A défaut, et sous réserve de l'accord exprès du salarié, le reclassement s'effectue sur un emploi d'une catégorie inférieure.
L'employeur adresse de manière personnalisée les offres de reclassement à chaque salarié ou diffuse par tout moyen une liste des postes disponibles à l'ensemble des salariés, dans des conditions précisées par décret.
Les offres de reclassement proposées au salarié sont écrites et précises.
7. Selon l'article D. 1233-2-1, III, du même code, dans sa rédaction modifiée du décret n° 2017-1725 du 21 décembre 2017, en cas de diffusion d'une liste des offres de reclassement interne, celle-ci comprend les postes disponibles situés sur le territoire national dans l'entreprise et les autres entreprises du groupe dont l'entreprise fait partie et précise les critères de départage entre salariés en cas de candidatures multiples sur un même poste, ainsi que le délai dont dispose le salarié pour présenter sa candidature écrite.
8. Il en résulte que l'employeur doit indiquer, dans la liste des postes disponibles mise à disposition des salariés concernés, les critères de départage arrêtés afin de pouvoir identifier le salarié retenu, sur des bases objectives, en cas de candidatures multiples pour un même poste. A défaut de cette mention, l'offre est imprécise en ce qu'elle ne donne pas les éléments d'information de nature à donner aux salariés les outils de réflexion déterminant leur décision, ce qui caractérise un manquement de l'employeur à son obligation de reclassement et prive le licenciement de cause réelle et sérieuse.
9. La cour d'appel, qui a constaté que la liste des offres de reclassement interne communiquée aux salariés le 28 octobre 2019 ne mentionnait pas les critères de départage des candidatures multiples, en a exactement déduit, sans être tenue de procéder à une recherche que ses constatations rendaient inopérante, que le licenciement était privé de cause réelle et sérieuse.

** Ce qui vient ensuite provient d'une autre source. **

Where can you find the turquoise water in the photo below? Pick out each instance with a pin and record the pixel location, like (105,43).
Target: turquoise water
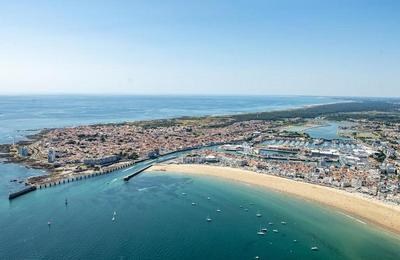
(329,131)
(155,221)
(19,114)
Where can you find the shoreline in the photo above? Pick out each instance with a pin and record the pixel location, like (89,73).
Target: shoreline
(369,210)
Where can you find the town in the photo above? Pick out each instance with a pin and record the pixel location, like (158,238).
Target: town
(364,158)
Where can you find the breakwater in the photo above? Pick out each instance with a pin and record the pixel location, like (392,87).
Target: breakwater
(69,179)
(21,192)
(128,177)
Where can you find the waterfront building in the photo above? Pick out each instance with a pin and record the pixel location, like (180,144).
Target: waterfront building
(51,155)
(102,161)
(23,151)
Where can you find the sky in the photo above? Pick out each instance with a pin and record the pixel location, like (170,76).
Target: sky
(205,47)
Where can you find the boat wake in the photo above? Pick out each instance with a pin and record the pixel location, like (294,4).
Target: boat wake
(146,188)
(128,169)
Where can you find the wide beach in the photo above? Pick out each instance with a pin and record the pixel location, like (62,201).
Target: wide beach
(369,210)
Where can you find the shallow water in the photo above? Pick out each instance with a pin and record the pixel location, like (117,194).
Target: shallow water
(19,114)
(155,221)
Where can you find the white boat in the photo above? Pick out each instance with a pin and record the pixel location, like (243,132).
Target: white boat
(264,230)
(260,232)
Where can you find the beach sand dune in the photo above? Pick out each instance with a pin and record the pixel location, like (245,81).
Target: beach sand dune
(369,210)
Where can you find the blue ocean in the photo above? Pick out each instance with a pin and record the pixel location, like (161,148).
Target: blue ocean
(154,215)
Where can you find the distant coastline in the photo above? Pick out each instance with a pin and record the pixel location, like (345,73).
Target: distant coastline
(372,211)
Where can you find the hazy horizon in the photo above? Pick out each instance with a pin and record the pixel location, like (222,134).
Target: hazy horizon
(307,48)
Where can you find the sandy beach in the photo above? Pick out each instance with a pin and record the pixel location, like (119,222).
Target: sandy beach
(369,210)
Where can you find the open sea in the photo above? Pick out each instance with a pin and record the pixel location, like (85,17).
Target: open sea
(154,220)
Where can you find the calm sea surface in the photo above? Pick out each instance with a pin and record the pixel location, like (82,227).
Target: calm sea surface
(20,114)
(154,220)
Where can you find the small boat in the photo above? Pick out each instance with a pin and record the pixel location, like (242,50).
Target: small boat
(260,232)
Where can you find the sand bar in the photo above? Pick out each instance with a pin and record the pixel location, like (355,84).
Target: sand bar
(369,210)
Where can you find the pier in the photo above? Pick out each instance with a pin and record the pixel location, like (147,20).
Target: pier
(21,192)
(126,178)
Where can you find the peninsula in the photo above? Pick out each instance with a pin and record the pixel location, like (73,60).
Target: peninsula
(363,159)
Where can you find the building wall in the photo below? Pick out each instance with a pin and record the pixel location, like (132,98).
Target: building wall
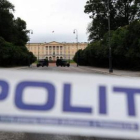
(54,50)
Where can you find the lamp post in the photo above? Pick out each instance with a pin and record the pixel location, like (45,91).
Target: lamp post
(69,54)
(38,51)
(30,32)
(110,52)
(76,32)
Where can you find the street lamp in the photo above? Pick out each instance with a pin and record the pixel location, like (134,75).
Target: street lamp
(38,51)
(76,32)
(30,32)
(110,54)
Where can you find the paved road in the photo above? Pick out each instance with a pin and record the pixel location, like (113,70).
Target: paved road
(72,69)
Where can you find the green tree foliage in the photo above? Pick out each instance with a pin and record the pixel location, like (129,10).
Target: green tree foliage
(125,44)
(122,12)
(13,38)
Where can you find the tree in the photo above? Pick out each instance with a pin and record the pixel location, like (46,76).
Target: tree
(13,37)
(122,12)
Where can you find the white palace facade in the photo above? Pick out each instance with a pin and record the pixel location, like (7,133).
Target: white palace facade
(55,50)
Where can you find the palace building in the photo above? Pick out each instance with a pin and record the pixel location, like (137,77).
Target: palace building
(55,50)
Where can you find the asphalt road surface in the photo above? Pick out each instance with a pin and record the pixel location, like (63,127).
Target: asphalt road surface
(31,136)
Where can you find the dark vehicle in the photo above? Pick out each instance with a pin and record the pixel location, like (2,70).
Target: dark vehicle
(62,62)
(42,62)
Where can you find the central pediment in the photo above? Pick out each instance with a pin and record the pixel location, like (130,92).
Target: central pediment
(54,43)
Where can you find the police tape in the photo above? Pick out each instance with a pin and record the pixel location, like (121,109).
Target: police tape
(74,104)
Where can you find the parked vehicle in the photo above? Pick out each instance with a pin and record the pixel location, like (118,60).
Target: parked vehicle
(62,62)
(42,62)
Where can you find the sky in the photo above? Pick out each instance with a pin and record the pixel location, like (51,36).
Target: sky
(60,16)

10. Le moyen n'est donc pas fondé.
PAR CES MOTIFS, la Cour :
REJETTE les pourvois ;
Condamne l'association Transitions pro Grand Est aux dépens ;
En application de l'article 700 du code de procédure civile, rejette les demandes formées par l'association Transitions pro Grand Est et la condamne à payer à Mmes [T], [H], [D], [X], [W], [B], [M] et [E] et à M. [Z] la somme de 400 euros chacun ;
Ainsi fait et jugé par la Cour de cassation, chambre sociale, et prononcé par le président en son audience publique du huit janvier deux mille vingt-cinq.